There was no statistically significant difference between MTA Plus, Biodentine, and MTA at all time intervals (24, 48, and 72 h).


   Discussion Top


The most common method for assessing the antimicrobial activity of root-end filling materials is agar diffusion test. However, this method has disadvantages like lack of standardization of inoculums density, adequate culture medium, agar viscosity, etc. [17],[18] In this study, tube dilution method was used to evaluate the antimicrobial efficacy of the materials. It is an efficient method for evaluating as there is a direct contact between the microorganisms and experimental materials which allows a more realistic interaction. [19] Various dilutions of the material are prepared and the concentration at which the material was able to inhibit the growth of microorganism was recorded as the minimal inhibitory concentration (MIC) of the material.
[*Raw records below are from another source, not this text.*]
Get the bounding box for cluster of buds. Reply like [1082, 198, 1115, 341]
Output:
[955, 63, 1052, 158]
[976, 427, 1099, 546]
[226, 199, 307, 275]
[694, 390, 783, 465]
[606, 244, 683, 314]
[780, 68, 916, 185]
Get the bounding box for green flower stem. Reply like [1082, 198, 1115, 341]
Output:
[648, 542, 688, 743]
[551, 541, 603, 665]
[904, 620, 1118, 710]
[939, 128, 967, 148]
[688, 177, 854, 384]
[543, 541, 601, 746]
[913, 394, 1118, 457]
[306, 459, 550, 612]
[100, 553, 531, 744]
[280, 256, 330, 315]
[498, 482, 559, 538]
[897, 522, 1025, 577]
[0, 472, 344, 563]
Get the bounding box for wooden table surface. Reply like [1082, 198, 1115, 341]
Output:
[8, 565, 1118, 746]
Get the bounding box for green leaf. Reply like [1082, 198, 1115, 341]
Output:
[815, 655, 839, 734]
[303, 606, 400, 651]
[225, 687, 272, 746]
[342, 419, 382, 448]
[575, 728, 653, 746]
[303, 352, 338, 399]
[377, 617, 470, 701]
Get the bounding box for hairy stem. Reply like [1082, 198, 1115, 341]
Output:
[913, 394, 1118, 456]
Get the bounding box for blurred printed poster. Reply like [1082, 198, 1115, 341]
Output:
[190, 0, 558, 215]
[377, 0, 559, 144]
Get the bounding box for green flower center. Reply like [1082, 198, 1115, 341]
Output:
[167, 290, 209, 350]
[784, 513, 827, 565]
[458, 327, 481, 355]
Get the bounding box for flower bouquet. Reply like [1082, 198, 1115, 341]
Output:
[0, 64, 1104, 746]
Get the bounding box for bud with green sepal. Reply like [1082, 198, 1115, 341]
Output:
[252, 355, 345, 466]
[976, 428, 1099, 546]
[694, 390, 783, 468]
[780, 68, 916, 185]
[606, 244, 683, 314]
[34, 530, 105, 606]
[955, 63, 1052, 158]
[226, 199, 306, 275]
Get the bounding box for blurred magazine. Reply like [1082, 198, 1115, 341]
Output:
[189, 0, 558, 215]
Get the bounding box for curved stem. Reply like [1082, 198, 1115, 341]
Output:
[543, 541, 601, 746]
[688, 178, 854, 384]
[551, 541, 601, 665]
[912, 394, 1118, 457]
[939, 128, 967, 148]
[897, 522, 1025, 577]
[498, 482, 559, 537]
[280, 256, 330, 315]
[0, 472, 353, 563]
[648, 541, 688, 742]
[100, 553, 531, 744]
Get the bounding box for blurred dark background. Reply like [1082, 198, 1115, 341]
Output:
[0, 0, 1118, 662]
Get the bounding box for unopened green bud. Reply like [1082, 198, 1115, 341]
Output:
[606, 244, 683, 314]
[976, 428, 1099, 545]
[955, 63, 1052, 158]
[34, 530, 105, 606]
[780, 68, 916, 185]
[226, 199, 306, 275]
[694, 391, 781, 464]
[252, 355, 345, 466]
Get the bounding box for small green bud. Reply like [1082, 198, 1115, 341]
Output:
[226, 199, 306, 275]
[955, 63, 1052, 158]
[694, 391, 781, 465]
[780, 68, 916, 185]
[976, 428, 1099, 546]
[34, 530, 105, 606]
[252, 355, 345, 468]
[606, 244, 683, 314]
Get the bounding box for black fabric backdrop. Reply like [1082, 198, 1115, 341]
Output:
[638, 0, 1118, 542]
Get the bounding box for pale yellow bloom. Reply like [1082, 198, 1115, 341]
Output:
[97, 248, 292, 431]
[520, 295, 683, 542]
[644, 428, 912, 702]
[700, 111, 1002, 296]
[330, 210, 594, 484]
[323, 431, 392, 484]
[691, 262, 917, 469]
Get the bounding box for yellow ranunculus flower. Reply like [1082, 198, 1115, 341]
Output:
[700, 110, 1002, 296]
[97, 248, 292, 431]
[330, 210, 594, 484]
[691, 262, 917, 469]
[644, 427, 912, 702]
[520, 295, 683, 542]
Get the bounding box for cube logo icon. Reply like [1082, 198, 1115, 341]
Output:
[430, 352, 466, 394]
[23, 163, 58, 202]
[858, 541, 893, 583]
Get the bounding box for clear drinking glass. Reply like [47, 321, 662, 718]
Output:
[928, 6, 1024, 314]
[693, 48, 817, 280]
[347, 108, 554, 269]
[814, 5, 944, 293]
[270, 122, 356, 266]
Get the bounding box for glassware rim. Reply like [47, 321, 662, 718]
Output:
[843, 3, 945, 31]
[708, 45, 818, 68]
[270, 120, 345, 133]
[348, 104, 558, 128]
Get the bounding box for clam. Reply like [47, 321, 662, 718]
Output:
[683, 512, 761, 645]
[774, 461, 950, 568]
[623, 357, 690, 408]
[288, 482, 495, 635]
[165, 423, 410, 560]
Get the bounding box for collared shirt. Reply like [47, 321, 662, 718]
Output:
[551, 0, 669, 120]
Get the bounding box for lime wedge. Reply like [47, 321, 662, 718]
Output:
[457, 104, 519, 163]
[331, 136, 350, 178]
The results of antibacterial efficacy against E. faecalis showed that ProRoot MTA and Biodentine inhibited the growth of majority of strains of E. faecalis; whereas, MTA Plus was not that effective. The MIC at which ProRoot MTA and Biodentine were effective in inhibiting E. faecalis is 5 mg/ml. Whereas, MTA Plus inhibited a few strains at 10 mg/ml. For antifungal efficacy, there was no statistically significant difference between ProRoot MTA, MTA Plus, and Biodentine. The MIC at which ProRoot MTA, MTA Plus, and Biodentine were effective in inhibiting C. albicans is 2.5 mg/ml.

The antimicrobial efficacy of ProRoot MTA is due to release of calcium ions and hydroxyl ions which results in increase in pH. [20],[21],[22] This release of calcium is when calcium silicate gets hydrated and calcium hydroxide is released as a byproduct. Also, the dissociation of calcium hydroxide leads to release of calcium ions. The antimicrobial effect of ProRoot MTA against E. faecalis and C. albicans obtained in this study is similar to other studies. [23]

MTA Plus is available in the powder form which is sealed in a desiccant container. It consists of tricalcium silicate, dicalcium silicate, bismuth oxide calcium sulfate, and silica. It can be mixed with either water or an antiwashout gel. On hydration of MTA Plus, strong peak of calcium hydroxide was elicited. A study has shown increased calcium ion release over time. The release of calcium ions and subsequent increase in pH leading to alkaline nature of the material is significant only after 7 and 14 days. [24] This could be the reason why MTA Plus did not prove to have a good antibacterial property. But it proved to have good antifungal property.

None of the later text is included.